Here are three items that top my CME wish list of things that would move our industry forward.
1. Let’s get a final ruling on commercial support.
Published studies suggest that commercially funded CME does not lead to bias, yet we continue to debate the topic. Academic institutions, as well as many private and public healthcare organizations, rely on commercial support to help them achieve their missions of providing high-quality healthcare for the public. Would healthcare truly be enhanced without such support? In troubled economic times, can we honestly afford to rely solely on government- and physician-funded CME models in the absence of commercial support?

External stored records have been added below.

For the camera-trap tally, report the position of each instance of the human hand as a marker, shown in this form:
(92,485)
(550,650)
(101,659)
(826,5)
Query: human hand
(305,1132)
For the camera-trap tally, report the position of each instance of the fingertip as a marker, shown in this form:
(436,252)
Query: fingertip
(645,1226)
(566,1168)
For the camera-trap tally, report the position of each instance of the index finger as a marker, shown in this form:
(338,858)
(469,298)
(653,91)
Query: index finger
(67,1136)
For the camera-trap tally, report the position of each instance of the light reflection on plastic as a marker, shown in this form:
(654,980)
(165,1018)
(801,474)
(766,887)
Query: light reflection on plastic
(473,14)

Appropriately used and disclosed commercial support is vital to our industry. With existing guidelines in place to regulate its use, endless debate about its necessity only serves to distract us from the vital task at hand: developing high-quality education for the betterment of patients. Let’s end the discussion once and for all with a unified stance in favor of continued commercial support for CME.
2. Get youth in leadership positions.
During CME conferences, the current leadership frequently tells newcomers, “One day, you’ll be the leaders of our industry.” Let’s bring that day closer to reality now. Young, fresh opinions can provide a differing perspective and offer some recommendations that may not have been previously considered. From iPhone apps to Facebook and Twitter, the latest technology is being developed by Gen Xers and Yers.

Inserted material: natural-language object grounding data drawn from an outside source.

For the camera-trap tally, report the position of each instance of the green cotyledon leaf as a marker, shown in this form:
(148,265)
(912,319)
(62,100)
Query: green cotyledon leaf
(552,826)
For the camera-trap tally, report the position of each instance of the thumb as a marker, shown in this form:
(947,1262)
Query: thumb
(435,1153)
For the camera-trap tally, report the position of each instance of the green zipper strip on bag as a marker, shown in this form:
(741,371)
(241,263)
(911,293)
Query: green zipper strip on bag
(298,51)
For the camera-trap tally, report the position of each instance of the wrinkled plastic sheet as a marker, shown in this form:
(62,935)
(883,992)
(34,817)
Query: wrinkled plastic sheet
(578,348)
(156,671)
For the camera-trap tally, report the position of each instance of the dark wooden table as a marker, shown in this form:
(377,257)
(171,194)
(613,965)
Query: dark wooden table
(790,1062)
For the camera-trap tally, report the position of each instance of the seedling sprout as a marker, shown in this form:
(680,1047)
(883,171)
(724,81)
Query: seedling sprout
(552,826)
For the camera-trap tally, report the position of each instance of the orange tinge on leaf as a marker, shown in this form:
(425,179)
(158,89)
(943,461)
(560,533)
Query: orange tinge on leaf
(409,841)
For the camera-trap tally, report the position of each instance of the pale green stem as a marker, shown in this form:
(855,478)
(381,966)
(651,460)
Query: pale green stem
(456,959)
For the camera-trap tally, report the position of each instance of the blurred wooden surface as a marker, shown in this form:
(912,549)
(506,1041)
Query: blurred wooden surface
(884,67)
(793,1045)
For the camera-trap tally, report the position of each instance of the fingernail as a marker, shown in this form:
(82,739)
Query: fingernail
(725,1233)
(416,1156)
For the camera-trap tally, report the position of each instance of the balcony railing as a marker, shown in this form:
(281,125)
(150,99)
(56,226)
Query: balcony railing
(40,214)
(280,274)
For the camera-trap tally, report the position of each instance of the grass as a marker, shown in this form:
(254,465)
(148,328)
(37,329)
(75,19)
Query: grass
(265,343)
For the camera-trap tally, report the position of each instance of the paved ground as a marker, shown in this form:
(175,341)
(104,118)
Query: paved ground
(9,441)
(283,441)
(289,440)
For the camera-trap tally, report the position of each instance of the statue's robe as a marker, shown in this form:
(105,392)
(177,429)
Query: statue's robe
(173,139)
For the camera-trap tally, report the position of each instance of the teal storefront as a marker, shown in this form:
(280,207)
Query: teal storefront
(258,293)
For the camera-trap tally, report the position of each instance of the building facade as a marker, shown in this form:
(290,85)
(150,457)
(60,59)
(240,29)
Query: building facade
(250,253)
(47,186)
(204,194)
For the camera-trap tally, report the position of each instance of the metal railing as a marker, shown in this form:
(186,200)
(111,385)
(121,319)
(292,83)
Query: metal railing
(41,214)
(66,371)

What better time than now to have these important voices at the CME decision-making table, facilitating discussions about the future of CME? It would be a welcome and important gesture for the current leaders to reach out to some up-and-comers and nominate them for board positions, and then help them grow into the leaders who will help shape our future.
3. Accept Reality CME
In our quest for what should be, are we losing sight of what is—and is still very good? The reality is that staffing cuts and reduced funding continue to put economic strains on many organizations. While our collective goals are, rightly, performance improvement, not every provider has the resources to accomplish the PI task, and funders who request it are not always willing to pay for it. What’s more, not every activity in each therapeutic area is appropriate to demonstrate PI. While PI is important, before physicians improve their clinical behavior, they must first overcome knowledge gaps. Activities that demonstrate changes in knowledge and competence, therefore, are still vital, cost-effective components of a comprehensive educational curriculum. Let’s continue support of these activities as we advance toward PI‑CME.
And Now, a Fond Farewell
Since 2006, I’ve been privileged to share my observations, opinions, and recommendations in this column. I have decided to take a break from writing for a while. My wish is to provide others (hopefully some newbies) with the same opportunity I was afforded: a chance to have a public voice to provide new insights about CME. Many of you have e-mailed me, called me, or stopped to chat with me at conferences and provide some feedback on my articles. I am truly grateful for this, and for having such an extraordinary opportunity to share what I have learned and continue to learn about this exciting industry.